On 04/05/13 03:53, Daniel-Constantin Mierla wrote:
She fallback to user space can happen even during a
call? Or is just
about when the call is initialized, the application detects is some
problem when setting up forwarding rules in the kernel and goes for user
space.
It can happen any time. The socket remains open and the daemon continues
to listen for packets on it. If the daemon receives a packet, it will
process it, which in the normal case will result in it being forwarded.

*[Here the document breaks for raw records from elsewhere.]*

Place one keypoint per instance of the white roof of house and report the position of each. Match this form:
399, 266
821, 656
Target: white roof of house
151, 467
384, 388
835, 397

With the kernel module active and working, the daemon will simply not
see the packets coming in on the socket.
Indeed, this is kind of general feeling, at least
based on theoretical
aspects, but I haven't seen any kind of numbers just to compare and see
how much is worth to go for kernel forwarding.
I did a very simple test, one pseudo-call (one port in, one port out)
with about 35,000 UDP packets per second going each way. Each packet had
150 bytes payload and the test was done on an 8-core Xeon 2.53 GHz
machine running kernel 2.6.32. Under this workload, the daemon registers
with about 90% single-CPU load without kernel forwarding. The daemon is
multi-threaded and so can use multiple cores, but if it weren't, then it
would be about maxed out at this point. Averaged over the 8 cores this
leaves the system around 88% idle. With kernel forwarding enabled,
system CPU usage drops to >99% idle.